Tiny Grandeur: The Self in Context

The idea of a real—and yet illusory self—is easily understood if we think of this metaphor: there is a river, broad and flowing. Near the edges of the river, nearer to the shore where the flow of the water is slower, eddies sometimes form. These little whirlpools gather into themselves the flotsam and jetsam of the river’s life: bits of twig and leaf, a whirl of foam, all slowed down enough to form by a bend in the river. The addition of this material to the small whirlpool actually helps the whirlpool maintain is twirling organization better. It becomes ballast and the energy of the river, still feeding into this small portion near the shore, helps the eddy—which, as we know is doomed to disappear—maintain its individuality a little while longer.

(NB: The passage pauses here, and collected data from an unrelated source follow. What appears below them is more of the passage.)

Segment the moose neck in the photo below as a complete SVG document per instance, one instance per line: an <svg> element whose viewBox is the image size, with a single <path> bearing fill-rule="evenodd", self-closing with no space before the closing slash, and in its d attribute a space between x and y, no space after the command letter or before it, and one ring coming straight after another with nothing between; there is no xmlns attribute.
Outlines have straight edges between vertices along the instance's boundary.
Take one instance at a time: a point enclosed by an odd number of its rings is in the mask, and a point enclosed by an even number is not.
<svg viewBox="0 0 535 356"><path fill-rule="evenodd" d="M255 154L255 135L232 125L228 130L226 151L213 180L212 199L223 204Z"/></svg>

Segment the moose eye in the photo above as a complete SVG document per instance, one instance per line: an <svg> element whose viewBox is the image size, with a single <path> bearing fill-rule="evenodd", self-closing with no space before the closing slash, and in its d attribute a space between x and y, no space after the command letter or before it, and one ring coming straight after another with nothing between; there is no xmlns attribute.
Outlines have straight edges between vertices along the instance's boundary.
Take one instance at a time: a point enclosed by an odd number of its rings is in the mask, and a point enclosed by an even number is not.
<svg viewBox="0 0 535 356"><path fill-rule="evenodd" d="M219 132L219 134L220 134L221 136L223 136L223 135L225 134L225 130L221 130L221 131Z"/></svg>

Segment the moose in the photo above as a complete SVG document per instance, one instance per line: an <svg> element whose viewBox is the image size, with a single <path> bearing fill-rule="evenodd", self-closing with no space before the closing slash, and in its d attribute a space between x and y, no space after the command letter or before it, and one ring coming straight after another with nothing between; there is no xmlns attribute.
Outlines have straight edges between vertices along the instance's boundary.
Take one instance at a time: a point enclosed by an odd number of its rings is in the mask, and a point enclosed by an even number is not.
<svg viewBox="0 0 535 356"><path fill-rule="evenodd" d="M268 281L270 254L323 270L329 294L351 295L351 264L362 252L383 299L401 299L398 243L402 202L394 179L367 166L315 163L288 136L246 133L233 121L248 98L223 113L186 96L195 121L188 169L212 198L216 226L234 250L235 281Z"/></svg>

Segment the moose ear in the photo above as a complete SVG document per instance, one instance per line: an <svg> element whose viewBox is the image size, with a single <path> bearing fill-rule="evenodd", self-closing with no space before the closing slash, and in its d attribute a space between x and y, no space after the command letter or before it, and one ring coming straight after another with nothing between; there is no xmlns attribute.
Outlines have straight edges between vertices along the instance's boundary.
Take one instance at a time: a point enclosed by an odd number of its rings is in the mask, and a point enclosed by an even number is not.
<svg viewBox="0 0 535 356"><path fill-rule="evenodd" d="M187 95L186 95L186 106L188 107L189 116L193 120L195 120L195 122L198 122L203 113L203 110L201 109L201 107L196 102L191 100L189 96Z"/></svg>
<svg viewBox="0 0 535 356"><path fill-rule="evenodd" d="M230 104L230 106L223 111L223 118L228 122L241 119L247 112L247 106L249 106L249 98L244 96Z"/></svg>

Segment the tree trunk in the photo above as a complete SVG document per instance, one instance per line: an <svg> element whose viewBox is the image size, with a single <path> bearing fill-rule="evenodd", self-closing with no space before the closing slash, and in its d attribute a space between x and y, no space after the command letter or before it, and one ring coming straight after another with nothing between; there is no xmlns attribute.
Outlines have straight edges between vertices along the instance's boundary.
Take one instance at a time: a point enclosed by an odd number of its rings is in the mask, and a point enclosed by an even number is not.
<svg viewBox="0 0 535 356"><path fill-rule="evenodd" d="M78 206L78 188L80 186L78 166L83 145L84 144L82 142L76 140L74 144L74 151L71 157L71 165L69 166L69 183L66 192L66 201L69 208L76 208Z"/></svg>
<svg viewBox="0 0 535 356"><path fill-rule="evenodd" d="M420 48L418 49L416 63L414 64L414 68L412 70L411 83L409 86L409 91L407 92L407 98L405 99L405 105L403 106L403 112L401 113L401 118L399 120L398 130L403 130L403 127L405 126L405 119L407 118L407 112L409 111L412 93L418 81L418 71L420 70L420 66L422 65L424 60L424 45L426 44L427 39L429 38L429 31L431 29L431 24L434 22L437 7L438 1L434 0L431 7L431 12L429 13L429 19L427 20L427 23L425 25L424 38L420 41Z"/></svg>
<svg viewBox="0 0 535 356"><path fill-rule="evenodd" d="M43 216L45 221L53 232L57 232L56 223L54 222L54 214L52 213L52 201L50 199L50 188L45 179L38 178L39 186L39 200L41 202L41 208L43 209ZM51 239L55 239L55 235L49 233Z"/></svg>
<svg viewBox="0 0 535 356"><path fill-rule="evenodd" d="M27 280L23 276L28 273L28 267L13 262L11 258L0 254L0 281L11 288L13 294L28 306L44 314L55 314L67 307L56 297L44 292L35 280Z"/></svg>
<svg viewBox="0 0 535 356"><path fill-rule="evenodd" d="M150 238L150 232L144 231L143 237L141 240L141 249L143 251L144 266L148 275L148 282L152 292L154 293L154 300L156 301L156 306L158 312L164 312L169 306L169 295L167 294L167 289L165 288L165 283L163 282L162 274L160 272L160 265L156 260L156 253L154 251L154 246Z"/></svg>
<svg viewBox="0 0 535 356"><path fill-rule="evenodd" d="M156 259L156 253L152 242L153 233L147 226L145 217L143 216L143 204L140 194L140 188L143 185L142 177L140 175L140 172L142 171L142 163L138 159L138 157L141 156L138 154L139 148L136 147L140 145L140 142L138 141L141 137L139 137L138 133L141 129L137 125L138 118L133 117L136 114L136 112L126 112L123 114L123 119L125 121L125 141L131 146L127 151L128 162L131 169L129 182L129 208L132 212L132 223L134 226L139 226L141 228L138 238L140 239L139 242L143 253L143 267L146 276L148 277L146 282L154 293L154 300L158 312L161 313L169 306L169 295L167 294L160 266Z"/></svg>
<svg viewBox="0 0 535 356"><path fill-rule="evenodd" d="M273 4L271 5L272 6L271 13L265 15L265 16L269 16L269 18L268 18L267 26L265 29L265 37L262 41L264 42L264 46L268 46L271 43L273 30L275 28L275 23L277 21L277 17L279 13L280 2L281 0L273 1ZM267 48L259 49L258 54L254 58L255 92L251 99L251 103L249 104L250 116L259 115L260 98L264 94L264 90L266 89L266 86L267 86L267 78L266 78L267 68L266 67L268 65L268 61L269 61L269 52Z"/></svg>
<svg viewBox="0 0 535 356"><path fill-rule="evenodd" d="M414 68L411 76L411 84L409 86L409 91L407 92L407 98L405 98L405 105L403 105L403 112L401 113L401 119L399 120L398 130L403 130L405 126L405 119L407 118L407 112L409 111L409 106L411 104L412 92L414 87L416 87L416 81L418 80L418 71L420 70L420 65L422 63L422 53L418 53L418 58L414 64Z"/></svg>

The individual person is like this eddy. From one perspective, it would be wrong to say it is an illusion. It is clearly there. It traps floating material. It adds its own dynamic to the river, supporting the river’s slower flow near the shore, where fish and turtles and frogs lay eggs, in the quieter shallows. Yet, on the other hand, it has no existence apart from the river. It is made of the river and nothing else. The water, the things that fall into the water are all part of the river and the eddy, while appearing separate for a while, is destined to return to the undifferentiated water of the river, submerged once again in the whole. Then, because of the living dynamics of the whole, the inevitability and constant potential of the All, represented by this the river, the eddy emerges, at some other place and time, collecting, whirling and finally, disappearing, only to arise again.

If we can call ourselves eddies for a moment, we can easily see that our separate-only consciousness, the consciousness of the eddy in full bloom, so to speak, is a valid thing but not the only thing. If we call ourselves only the river, then we might miss the fact that the existence of the river itself demands that eddies form, with their separate-only consciousness and their temporary nature.

The wonderful thing is: when we begin to see the full picture, the interplay of the Absolute and the Relative (to now use the real concepts we are talking about), we are not trapped by the so-called bigger or Absolute view or the so-called smaller relative, view. We are free to be human beings, separate individuals, in a vast river.